2. Why exactly is MLB playing this series in London again? Commissioner Rob Manfred explained to reporters after the recent Owners Meetings . “I hope that the two games in London will be viewed as sort of a groundbreaking, artistic success. We have devoted a tremendous amount of resources. We’re taking probably the greatest rivalry – certainly in baseball, if not in sports – for two games. We sold like crazy right out of the gate in terms of tickets and sold the two games out in a very short period of time.
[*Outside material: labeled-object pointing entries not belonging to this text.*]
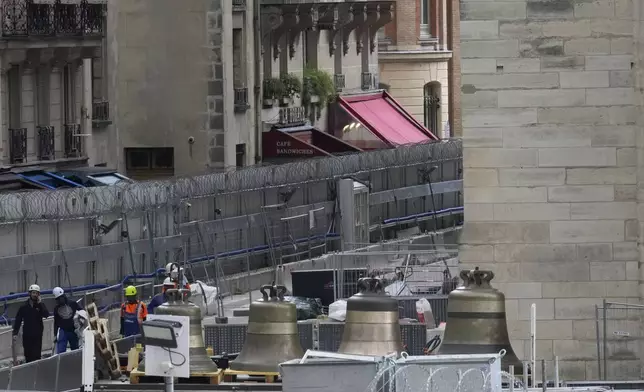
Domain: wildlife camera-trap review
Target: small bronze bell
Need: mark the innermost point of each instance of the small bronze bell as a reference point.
(371, 326)
(200, 362)
(272, 336)
(476, 320)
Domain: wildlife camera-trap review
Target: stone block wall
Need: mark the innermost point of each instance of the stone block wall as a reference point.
(549, 125)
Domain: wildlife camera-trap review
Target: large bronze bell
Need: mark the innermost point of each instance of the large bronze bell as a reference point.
(371, 326)
(272, 336)
(476, 322)
(200, 362)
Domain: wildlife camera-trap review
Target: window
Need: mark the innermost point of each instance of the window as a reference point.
(432, 106)
(240, 155)
(13, 81)
(424, 19)
(144, 163)
(239, 65)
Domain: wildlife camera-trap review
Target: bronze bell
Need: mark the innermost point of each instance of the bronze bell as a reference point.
(476, 322)
(272, 336)
(200, 362)
(371, 326)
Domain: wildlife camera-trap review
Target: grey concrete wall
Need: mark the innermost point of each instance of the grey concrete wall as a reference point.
(165, 67)
(549, 123)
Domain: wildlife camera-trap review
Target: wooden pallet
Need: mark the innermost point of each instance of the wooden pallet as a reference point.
(268, 377)
(212, 378)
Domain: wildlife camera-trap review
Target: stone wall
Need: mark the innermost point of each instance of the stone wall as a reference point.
(549, 114)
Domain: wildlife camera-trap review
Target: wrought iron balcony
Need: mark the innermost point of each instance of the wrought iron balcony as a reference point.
(26, 18)
(100, 113)
(338, 80)
(73, 142)
(241, 100)
(291, 116)
(17, 145)
(46, 144)
(239, 5)
(367, 81)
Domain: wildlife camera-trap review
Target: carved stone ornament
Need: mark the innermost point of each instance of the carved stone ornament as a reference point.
(385, 15)
(290, 19)
(308, 20)
(345, 17)
(271, 19)
(359, 12)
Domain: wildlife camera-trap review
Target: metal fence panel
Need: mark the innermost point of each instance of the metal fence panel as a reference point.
(70, 360)
(619, 337)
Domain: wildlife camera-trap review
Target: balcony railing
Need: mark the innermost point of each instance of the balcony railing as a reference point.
(338, 80)
(367, 80)
(100, 112)
(290, 116)
(17, 145)
(25, 18)
(73, 143)
(46, 146)
(241, 100)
And we’re hoping it generates buzz around the game that will give us a toehold into a very important market in Europe.”
3. While we were reading that Manfred quote in a terrific story about the upcoming series by MLB.com’s Jon Paul Morosi, we also read where Morosi explained that according to author David Block the game of baseball is actually returning home. Block makes the compelling case that baseball was invented not in Cooperstown, N.Y. but in England in the mid-1700s, a quarter century before the U.S. gained its independence.
4. The series is being played at London Stadium, which was built for the 2012 Olympics and is home to West Ham United of the Premier League. After two years of planning, MLB, led by groundskeeping guru Murray Cook, is using just 21 days to convert a soccer pitch into a baseball field. They will play on synthetic turf. Cook had originally hoped to use natural grass but given the fact that they’re tearing down the field five days after the series is over – and plan to play another series at London Stadium next season – turf made the most sense. I know all of this, by the way, because I wrote an article for Baseball America on the subject.
5. Speaking of next year, Manfred has already announced that the MLB series in London in 2020 will feature another pretty good rivalry: the Chicago Cubs and St. Louis Cardinals will face off at London Stadium on June 13 and 14 of next year.